Le spectre de Tchernobyl

“Le bombardement serait d’autant plus important que le site est souterrain”, assure Khosrow Semnani. “Ces sites seraient transformés en véritables tombeaux de masse.” Toutefois, le scientifique admet qu’à Natanz, les risques d’exposition aux gaz toxiques sont cette fois moins importants, la centrale étant entourée de zones rurales. “Entre 800 et 7 000 personnes seraient tout de même exposées si seulement 1 % du gaz était libéré dans l’atmosphère”, note-t-il cependant. La menace la plus sérieuse concerne le réacteur nucléaire de Bushehr (sud), livré par la Russie en septembre 2011, dont le rapport juge le bombardement “très peu probable mais pas complètement impossible”.
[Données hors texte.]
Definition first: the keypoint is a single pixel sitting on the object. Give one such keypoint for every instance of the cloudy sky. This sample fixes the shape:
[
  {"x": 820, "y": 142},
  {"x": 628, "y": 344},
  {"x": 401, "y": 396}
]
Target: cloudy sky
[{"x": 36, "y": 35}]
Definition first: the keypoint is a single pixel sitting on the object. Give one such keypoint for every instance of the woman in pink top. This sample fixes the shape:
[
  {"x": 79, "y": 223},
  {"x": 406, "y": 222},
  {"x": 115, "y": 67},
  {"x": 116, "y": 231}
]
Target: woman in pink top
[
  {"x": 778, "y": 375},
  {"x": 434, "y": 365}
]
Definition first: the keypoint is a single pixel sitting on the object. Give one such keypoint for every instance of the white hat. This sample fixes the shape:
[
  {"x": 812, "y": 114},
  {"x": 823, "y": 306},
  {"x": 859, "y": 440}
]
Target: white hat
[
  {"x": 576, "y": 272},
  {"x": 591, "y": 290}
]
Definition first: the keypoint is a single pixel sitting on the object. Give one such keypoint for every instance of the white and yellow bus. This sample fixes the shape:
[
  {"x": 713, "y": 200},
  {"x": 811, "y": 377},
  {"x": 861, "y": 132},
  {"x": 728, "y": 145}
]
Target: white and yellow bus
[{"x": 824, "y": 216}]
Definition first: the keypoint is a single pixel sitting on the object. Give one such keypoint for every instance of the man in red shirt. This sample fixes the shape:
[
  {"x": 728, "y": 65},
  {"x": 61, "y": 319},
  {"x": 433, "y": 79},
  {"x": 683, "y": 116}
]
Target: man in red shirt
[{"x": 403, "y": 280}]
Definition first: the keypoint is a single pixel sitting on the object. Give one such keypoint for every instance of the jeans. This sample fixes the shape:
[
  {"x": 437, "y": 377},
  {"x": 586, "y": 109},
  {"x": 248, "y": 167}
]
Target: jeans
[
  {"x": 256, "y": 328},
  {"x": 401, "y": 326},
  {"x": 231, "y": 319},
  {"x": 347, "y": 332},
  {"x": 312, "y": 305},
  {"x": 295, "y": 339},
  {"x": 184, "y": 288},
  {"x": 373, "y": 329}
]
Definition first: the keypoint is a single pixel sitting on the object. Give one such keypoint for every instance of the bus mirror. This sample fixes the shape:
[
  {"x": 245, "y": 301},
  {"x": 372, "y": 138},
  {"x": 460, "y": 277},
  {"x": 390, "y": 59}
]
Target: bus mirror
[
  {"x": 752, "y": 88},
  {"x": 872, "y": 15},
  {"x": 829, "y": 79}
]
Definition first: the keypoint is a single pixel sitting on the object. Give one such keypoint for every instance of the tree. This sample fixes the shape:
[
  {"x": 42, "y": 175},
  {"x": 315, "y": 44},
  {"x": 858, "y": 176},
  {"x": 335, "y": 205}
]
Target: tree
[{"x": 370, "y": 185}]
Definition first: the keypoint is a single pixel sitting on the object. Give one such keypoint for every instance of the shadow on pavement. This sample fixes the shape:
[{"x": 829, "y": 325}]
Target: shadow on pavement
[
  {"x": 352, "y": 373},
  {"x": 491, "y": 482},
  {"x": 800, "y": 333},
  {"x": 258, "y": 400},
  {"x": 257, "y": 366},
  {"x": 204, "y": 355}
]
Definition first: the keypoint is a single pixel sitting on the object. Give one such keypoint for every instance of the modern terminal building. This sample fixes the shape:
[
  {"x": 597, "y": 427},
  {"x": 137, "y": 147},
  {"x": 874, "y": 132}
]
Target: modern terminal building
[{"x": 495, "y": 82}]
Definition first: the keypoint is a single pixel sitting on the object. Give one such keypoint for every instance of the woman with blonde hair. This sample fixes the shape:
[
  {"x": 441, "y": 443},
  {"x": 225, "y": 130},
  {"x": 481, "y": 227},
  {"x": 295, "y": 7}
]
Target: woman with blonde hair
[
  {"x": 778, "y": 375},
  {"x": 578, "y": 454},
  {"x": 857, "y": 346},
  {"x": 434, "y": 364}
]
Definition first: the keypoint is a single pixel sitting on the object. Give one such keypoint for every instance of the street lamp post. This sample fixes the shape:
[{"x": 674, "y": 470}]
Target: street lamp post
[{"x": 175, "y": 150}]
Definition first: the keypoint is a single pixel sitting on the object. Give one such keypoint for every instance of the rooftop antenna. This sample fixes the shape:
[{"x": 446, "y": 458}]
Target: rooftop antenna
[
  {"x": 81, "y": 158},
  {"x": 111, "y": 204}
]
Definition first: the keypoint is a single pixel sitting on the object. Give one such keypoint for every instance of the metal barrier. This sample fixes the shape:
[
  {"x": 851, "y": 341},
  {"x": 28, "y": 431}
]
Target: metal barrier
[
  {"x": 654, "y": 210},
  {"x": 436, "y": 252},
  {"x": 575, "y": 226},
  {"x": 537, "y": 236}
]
“Des frappes sur Bushehr libéreraient de la matière radioactive dans l’atmosphère”, prévient Khosrow Semnani. “Les vents dominants soufflant en direction de la ville (…), des centaines de milliers de personnes dans la région seraient exposées à des niveaux dangereux de radioactivité”, souligne le rapport. “Si seulement 1 à 5 % de la population est exposée, de 2 400 à 12 000 personnes pourraient souffrir de sérieux problèmes de santé, comme ceux observés après Tchernobyl.” Outre l’Iran, le bombardement de Bushehr exposerait les citoyens des pays voisins du Golfe persique à une “grave crise environnementale et économique”, assure le document.

Provocations des ayatollahs

Pour minimiser les conséquences d’une possible attaque contre les sites iraniens, nombre d’experts rappellent les succès des bombardements israéliens du réacteur d’Osirak, en 1981 en Irak, et de celui d’al-Kibar, en Syrie en 2007, dont les pertes civiles se sont révélées limitées. Une comparaison qui fait bondir Khosrow Semnani. “Il est intellectuellement malhonnête de mettre sur le même plan ces deux opérations avec l’Iran”, s’insurge le scientifique. “Les deux réacteurs étaient encore en construction lorsqu’ils ont été bombardés. Ils ne renfermaient donc aucune substance toxique.”

Khosrow Semnani pourrait paraître un ardent défenseur du régime iranien. Il n’en est rien. L’homme, qui a fondé l’ONG de soutien à la démocratie Omid for Iran (Espoir pour l’Iran) en 2009, se montre très critique à l’encontre de la politique répressive de la République islamique, où il n’a plus mis les pieds depuis 39 ans. Ce n’est pas non plus un hasard si son rapport ne vise pas Israël mais les dirigeants iraniens. “Je l’ai appelé The Ayatollah Nuclear Gamble (Le pari nucléaire des Ayatollahs) parce que ce sont les provocations de l’ayatollah Khamenei et du président Ahmadinejad qui font qu’Israël menace aujourd’hui l’Iran”, souligne le scientifique. “Or il faut savoir qu’en cas de frappes, une génération entière d’Iraniens ressentira de l’hostilité envers ceux qui ont soutenu l’attaque. Le danger en termes de pertes humaines est si important qu’il doit être pris en compte dans les discussions sur le nucléaire iranien.”